His new company, Tectonic Media Group, is part of that evolution. The New York-based talent and management and media consulting firm might not be a household name yet, but Rich hopes that it will one day be the “Jacuzzi” of the advertising world.

“When they think adventure, we want them to say Tectonic. We’re the next generation – we’ve honed our abilities with storytelling. It’s the evolution of the craft and we have technology that allows us to push the boundaries of what’s possible,” he said.

Novus Select, a company Rich co-owns with CEO Jose Azel, announced in October the formation of Tectonic Media Group. The firm represents the top talent in action and adventure sports photography and filmmaking, and Rich hopes to turn it into a brand that snags the attention of high-powered clients like Nike and Apple.

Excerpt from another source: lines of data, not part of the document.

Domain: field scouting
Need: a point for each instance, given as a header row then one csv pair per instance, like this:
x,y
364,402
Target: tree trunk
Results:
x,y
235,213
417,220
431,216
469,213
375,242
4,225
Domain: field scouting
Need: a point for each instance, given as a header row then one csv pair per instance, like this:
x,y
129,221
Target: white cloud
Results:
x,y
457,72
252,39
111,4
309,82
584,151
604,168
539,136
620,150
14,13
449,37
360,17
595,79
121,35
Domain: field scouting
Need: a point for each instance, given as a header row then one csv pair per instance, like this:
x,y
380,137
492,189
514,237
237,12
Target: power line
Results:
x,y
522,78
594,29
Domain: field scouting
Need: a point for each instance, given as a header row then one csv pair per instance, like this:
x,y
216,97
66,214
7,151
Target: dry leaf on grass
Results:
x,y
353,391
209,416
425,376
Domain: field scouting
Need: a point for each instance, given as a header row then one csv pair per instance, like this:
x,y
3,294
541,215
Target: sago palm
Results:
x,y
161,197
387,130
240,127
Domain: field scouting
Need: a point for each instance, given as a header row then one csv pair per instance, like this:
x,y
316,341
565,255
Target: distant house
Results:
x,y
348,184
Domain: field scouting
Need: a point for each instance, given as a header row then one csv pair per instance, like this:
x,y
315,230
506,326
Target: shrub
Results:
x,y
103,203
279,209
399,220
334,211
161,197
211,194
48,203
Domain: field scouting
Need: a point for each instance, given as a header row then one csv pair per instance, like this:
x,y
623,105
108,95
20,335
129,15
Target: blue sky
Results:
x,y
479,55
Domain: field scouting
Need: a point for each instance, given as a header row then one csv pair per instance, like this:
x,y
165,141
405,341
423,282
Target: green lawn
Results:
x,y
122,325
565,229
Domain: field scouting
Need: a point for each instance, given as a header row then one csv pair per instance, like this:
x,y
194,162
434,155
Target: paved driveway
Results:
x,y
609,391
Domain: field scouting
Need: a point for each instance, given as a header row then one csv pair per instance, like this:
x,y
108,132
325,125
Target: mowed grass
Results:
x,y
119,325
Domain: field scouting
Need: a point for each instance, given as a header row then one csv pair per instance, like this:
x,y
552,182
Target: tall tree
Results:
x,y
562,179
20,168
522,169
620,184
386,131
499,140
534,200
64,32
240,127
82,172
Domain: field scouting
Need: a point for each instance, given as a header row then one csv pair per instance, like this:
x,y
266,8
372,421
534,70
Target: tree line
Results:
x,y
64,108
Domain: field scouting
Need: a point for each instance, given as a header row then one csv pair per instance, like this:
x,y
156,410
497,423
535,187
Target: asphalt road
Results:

In addition to Rich, Tectonic currently includes the “grandfather” of snowboarding photos, Jeff Curtes; a pioneer in military photography, Tyler Stableford; and expedition photographer Jimmy Chin.

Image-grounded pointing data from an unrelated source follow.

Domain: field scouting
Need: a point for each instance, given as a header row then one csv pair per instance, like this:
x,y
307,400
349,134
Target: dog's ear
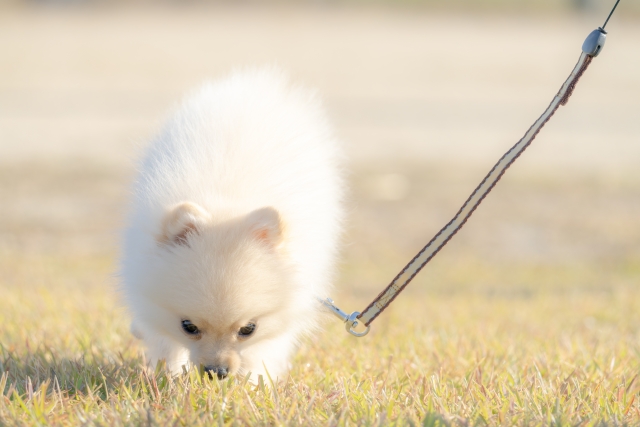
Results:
x,y
181,221
266,226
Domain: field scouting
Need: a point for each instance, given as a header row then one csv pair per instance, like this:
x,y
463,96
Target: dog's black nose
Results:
x,y
220,371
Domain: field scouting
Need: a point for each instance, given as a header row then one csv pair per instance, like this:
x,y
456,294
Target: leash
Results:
x,y
359,323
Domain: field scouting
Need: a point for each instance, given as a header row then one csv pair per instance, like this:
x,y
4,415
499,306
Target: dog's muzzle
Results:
x,y
220,371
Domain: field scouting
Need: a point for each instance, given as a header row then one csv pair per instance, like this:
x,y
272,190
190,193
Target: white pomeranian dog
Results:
x,y
234,226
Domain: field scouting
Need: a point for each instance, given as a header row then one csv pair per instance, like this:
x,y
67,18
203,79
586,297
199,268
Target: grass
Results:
x,y
493,333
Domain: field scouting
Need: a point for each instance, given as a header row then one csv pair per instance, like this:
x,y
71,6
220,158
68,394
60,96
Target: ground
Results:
x,y
530,316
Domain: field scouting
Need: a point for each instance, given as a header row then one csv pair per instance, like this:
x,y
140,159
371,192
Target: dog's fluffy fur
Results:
x,y
235,220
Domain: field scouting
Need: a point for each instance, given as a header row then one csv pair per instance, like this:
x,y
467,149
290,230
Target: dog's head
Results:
x,y
224,289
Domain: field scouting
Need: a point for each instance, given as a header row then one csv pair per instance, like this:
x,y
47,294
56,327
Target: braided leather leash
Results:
x,y
591,48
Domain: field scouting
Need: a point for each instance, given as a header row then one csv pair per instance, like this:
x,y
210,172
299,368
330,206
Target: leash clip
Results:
x,y
350,320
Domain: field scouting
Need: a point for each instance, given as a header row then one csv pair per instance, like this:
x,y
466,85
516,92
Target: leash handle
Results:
x,y
591,48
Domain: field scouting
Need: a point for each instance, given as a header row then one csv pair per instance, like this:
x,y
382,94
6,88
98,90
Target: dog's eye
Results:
x,y
247,330
190,328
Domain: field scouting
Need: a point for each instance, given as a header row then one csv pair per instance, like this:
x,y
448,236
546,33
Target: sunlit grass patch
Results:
x,y
493,332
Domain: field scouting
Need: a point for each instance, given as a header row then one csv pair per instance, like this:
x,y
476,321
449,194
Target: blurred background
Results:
x,y
426,96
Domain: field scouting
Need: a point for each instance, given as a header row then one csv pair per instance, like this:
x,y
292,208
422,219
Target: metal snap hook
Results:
x,y
352,323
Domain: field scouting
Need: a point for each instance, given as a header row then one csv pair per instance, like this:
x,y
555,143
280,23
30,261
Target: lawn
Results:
x,y
531,316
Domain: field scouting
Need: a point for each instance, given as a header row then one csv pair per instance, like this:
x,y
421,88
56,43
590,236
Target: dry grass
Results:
x,y
494,332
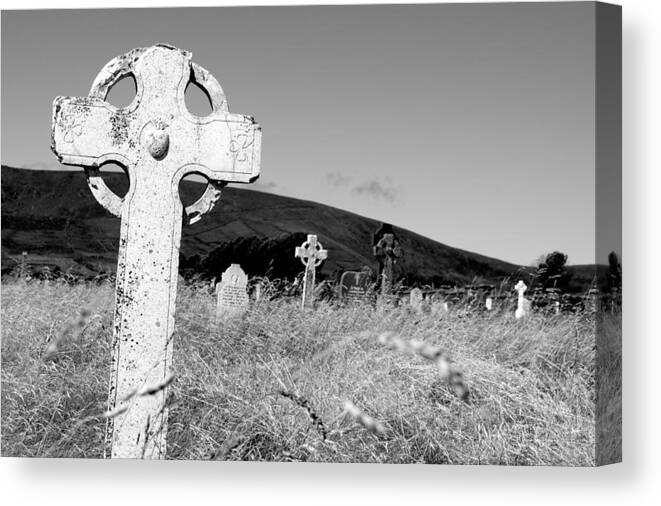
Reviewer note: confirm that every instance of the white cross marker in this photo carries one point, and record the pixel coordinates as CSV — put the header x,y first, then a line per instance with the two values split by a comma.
x,y
311,254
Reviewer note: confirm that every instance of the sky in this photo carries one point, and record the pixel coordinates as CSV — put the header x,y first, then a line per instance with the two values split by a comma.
x,y
471,124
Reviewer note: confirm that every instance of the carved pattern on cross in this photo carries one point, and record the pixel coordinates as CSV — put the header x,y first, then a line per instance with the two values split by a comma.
x,y
311,250
153,134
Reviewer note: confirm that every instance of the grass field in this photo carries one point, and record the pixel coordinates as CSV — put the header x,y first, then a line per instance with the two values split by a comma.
x,y
532,383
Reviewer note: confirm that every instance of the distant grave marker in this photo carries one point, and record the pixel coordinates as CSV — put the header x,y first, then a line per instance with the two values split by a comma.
x,y
387,250
311,253
158,142
415,299
354,287
232,293
523,304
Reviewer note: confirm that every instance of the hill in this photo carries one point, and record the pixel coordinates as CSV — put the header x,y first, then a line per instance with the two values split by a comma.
x,y
53,216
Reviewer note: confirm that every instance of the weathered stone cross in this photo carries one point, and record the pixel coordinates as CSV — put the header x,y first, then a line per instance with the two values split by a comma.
x,y
311,254
158,142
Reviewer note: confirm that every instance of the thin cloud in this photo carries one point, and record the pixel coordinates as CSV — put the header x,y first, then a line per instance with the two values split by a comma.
x,y
376,190
338,179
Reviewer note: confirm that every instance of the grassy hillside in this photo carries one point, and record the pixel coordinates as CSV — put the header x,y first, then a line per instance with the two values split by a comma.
x,y
53,216
532,383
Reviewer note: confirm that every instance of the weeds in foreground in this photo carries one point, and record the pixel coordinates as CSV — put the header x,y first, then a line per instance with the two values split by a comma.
x,y
374,385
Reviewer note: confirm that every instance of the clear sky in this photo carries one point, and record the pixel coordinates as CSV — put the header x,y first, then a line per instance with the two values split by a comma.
x,y
471,124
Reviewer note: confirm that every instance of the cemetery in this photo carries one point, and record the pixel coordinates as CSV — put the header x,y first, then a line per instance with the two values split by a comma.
x,y
363,363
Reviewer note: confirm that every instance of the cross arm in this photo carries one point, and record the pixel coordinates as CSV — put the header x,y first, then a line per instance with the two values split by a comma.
x,y
87,131
228,147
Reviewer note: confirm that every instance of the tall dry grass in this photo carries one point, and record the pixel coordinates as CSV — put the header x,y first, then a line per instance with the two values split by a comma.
x,y
283,384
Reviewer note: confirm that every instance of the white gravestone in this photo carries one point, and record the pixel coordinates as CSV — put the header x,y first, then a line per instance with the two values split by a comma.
x,y
311,253
415,299
232,293
388,251
354,287
158,142
523,304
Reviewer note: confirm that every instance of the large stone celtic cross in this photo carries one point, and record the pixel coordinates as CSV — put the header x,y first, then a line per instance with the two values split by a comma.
x,y
158,142
311,253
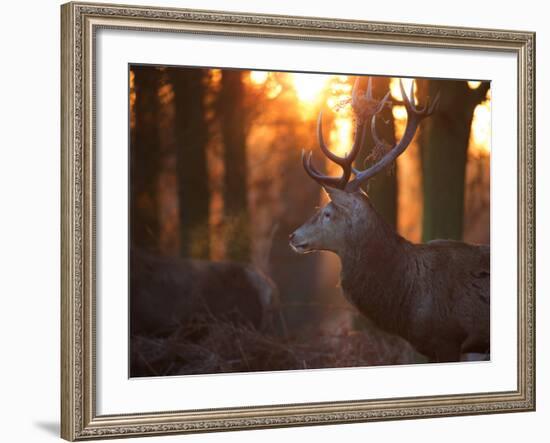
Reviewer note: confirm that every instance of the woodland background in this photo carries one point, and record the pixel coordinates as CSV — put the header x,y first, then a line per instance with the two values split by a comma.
x,y
216,175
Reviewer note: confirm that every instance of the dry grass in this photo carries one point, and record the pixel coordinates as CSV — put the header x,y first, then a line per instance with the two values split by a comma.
x,y
221,347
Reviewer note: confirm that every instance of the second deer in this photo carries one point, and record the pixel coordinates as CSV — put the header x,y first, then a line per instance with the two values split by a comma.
x,y
434,295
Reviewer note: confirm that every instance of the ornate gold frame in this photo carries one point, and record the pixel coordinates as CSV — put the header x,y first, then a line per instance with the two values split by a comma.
x,y
79,420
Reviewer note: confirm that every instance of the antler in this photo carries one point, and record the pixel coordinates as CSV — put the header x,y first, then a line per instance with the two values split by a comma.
x,y
365,107
414,117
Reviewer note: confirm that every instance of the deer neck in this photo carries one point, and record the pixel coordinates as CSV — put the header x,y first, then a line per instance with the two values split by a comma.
x,y
374,276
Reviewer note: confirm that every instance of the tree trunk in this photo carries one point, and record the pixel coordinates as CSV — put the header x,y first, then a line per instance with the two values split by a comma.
x,y
193,185
444,148
382,189
145,160
232,115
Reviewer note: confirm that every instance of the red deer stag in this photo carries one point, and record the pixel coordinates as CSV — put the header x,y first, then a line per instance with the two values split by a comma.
x,y
434,295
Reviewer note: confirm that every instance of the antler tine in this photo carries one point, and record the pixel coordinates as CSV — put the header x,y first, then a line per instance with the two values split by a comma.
x,y
365,107
344,162
414,117
323,180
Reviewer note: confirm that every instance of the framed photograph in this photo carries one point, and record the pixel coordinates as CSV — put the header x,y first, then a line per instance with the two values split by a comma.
x,y
282,221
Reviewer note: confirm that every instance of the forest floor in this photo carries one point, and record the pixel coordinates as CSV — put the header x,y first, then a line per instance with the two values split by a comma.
x,y
221,347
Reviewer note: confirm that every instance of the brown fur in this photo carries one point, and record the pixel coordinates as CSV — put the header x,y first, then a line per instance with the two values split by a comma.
x,y
435,295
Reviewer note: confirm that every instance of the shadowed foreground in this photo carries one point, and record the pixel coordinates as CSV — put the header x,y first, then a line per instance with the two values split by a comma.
x,y
221,347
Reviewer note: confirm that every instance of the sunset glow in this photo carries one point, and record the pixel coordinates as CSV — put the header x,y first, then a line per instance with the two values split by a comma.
x,y
309,86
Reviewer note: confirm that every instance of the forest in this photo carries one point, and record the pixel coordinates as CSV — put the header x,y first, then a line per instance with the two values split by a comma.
x,y
217,185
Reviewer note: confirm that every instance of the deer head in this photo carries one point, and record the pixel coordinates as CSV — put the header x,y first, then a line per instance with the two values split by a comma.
x,y
349,211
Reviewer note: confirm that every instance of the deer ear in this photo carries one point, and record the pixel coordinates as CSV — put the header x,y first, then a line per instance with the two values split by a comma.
x,y
340,198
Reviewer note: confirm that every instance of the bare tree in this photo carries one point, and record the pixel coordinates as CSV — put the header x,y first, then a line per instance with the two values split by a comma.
x,y
444,147
191,131
435,295
145,160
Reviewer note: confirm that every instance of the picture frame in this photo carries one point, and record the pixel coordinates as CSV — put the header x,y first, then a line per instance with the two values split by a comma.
x,y
81,22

They’re all men who have worked in the field for more than 20 years and are ready to take their careers a step higher, TMG Director Jonathan Retseck said.

“These guys have all been working in the outdoor action sports world and they’ve all reached a point where they’re moving on to the next level,” he said.

As the firm’s director, Retseck spends hours on the phone and the computer coordinating schedules between clients like Burton Snowboards, Canon, and The North Face and the photographers.

Outdoor adventure photography and filmmaking is starting to cross over into the mainstream, Retseck said, and there’s a big demand for high-quality content from sources who have proven their capacity to deliver it.

That core group of four is just the beginning though. The group will be on the lookout for talented storytellers who excel in their particular adventure niche.

“We’ll have a really fun job looking for new members. A great evolution would be looking for the men and women who can capture what we can’t,” Rich said.

One of those new talents might even come from Tahoe. Judging by how the sport and the community’s cinematography group is growing, Rich said he wouldn’t be surprised if a South Shore filmmaker or photographer joined Tectonic’s ranks in the future.

The big name clients that Tectonic attracts don’t live in small cities like Tahoe, but Rich said a Tectonic office could one day come to the South Shore.

“I love that this is partially born out of Tahoe. This is born partially out of the energy I get from living in such a beautiful place. I hope maybe one day we’ll have our annual gathering in Lake Tahoe in an environment where we’re all inspired,” Rich said.